Subi ao meu quarto, olhei para a cama, já aberta, e depois para o telefone. Lembrei-me de algumas das cenas do filme que vira naquela noite e decidi que não estava com sono. Desci ao bar e pedi um uísque com soda. Bebi-o lentamente e depois ti­rei do bolso o pedaço de papel que Priscilla Dean pusera na minha mão e estendi-o diante de mim, sobre o bar.

— Vocês têm telefone aqui? — perguntei ao garçom.

— Lá embaixo — respondeu ele.

Desci, dei o número à telefonista, entrei na cabina que ela me indicou e tirei o aparelho do gancho. Após um momento de silêncio, deu sinal de ocupado. Esperei trinta segundos e depois recoloquei o fone no gancho. “Que se vai fazer?”, pensei.

Voltei ao bar, peguei minha bebida e, dez minutos mais tarde, estava na cama. Sozinho.

O nome do cavalo era Rêve de Minuit. Eu, Fabian e Lily estávamos com Coombs, o treinador, em meio à neblina da ma­nhã, numa das aléias da floresta de Chantilly, assistindo ao exer­cício dos cavalos. Eram sete da manhã e fazia frio. Meus sapatos e a bainha das minhas calças estavam enlameados e molhados.
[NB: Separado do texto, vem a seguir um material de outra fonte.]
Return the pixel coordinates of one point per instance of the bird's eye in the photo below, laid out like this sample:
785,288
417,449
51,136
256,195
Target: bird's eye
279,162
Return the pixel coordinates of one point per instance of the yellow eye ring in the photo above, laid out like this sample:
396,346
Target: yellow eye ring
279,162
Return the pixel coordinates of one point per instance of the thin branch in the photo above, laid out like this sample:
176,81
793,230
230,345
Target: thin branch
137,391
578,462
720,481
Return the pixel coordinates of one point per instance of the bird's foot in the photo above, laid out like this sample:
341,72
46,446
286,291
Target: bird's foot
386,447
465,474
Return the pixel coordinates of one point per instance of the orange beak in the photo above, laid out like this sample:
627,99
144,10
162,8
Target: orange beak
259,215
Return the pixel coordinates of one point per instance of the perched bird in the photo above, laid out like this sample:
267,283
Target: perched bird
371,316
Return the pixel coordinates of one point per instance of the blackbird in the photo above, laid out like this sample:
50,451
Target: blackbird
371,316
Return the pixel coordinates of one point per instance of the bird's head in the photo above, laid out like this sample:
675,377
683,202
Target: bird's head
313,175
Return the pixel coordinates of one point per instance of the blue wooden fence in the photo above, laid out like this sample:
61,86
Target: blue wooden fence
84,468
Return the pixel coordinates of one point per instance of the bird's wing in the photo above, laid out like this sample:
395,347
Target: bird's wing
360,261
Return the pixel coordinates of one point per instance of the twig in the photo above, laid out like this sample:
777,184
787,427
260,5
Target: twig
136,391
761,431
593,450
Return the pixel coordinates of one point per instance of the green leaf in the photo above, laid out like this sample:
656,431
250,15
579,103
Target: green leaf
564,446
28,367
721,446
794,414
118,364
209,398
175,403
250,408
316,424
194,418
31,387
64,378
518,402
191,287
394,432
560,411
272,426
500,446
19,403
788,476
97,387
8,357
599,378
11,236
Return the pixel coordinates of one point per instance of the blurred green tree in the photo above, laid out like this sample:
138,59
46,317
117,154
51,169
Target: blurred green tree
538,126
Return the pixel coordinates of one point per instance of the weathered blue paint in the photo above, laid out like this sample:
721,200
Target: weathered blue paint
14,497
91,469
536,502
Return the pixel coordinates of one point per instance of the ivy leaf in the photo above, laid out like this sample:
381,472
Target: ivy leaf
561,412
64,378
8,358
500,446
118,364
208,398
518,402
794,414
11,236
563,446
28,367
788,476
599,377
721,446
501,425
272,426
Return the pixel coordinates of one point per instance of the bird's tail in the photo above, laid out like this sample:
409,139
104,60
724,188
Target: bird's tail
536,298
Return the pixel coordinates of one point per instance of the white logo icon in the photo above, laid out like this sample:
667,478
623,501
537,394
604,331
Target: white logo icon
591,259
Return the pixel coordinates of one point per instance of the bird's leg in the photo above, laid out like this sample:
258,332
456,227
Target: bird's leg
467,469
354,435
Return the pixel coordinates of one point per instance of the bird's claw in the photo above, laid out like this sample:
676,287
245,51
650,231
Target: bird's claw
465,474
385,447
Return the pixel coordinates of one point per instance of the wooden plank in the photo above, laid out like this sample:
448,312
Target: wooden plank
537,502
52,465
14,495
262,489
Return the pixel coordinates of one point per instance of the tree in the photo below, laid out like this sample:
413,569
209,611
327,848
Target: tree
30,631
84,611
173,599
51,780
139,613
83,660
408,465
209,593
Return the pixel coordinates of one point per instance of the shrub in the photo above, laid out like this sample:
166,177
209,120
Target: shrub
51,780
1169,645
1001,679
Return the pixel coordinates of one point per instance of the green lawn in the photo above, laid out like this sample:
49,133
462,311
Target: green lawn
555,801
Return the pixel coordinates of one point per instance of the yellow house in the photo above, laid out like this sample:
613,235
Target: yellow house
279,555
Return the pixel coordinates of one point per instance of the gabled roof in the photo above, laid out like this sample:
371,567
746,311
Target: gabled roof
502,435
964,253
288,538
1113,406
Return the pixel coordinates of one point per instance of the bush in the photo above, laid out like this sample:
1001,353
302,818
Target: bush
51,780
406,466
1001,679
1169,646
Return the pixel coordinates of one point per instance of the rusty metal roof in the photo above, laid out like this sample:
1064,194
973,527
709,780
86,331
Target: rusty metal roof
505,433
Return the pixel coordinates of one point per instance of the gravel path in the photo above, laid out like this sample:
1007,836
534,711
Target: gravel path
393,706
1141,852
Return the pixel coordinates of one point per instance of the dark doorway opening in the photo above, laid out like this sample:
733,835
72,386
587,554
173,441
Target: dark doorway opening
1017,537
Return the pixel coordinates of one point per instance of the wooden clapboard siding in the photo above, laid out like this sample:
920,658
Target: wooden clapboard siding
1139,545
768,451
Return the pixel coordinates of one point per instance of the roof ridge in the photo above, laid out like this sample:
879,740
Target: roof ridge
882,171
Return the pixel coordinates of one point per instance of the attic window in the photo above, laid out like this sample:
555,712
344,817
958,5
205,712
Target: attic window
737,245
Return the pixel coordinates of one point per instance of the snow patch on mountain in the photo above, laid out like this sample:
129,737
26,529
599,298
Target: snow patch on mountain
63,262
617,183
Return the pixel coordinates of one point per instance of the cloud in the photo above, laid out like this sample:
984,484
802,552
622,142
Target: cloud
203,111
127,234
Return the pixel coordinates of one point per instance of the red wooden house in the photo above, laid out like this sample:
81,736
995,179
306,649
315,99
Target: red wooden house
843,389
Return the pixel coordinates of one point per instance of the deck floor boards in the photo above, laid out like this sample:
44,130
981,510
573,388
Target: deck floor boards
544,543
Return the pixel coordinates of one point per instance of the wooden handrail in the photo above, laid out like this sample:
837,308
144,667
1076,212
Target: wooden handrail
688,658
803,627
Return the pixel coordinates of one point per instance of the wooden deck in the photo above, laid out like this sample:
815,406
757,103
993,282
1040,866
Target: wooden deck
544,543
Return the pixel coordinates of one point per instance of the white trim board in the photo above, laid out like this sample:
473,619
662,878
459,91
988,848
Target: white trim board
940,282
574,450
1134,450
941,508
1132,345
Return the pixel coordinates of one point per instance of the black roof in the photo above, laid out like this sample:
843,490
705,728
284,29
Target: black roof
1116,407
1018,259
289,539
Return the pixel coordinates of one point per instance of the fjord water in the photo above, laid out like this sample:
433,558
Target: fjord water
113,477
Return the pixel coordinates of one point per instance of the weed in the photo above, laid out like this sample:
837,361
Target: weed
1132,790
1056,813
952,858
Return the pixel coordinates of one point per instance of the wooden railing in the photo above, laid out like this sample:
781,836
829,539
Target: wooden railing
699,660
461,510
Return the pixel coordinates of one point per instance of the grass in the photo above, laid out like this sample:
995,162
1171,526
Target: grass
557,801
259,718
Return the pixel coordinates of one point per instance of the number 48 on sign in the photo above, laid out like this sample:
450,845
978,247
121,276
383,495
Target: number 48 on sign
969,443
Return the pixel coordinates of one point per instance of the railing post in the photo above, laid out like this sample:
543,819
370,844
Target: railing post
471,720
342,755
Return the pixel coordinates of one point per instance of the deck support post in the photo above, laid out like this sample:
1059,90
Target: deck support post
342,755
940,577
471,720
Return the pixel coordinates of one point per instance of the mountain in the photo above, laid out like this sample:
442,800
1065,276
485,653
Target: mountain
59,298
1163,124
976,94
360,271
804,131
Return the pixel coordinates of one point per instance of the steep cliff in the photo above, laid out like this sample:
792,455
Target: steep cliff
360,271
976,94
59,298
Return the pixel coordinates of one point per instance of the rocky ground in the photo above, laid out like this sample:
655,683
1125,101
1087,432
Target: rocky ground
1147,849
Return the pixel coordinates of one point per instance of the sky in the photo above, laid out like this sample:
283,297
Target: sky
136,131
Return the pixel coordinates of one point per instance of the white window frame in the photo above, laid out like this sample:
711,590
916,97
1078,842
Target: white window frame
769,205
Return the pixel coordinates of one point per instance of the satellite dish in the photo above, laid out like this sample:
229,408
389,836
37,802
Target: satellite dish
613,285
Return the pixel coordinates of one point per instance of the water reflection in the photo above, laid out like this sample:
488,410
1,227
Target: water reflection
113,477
Eu estava metido no meu velho sobretudo esverdeado, o mesmo dos tempos do St. Augustine, e sentia-me ridiculamente vestido para estar ali, no meio dos bosques, rodeado pelo cheiro da folha­gem molhada e dos cavalos suados. Fabian, sempre pronto para enfrentar qualquer situação, usava botas de montaria, um ele­gante blusão impermeável sobre o paletó quadriculado e uma calça de veludo cotelé. Um boné de tweed cobria-lhe a cabeça e seu bigode estava úmido de orvalho. Parecia que o alvorecer era a sua hora predileta e que durante toda a sua vida fora dono de puros-sangues. Qualquer pessoa que o visse ali teria certeza de que nenhum treinador seria capaz de lhe passar a perna.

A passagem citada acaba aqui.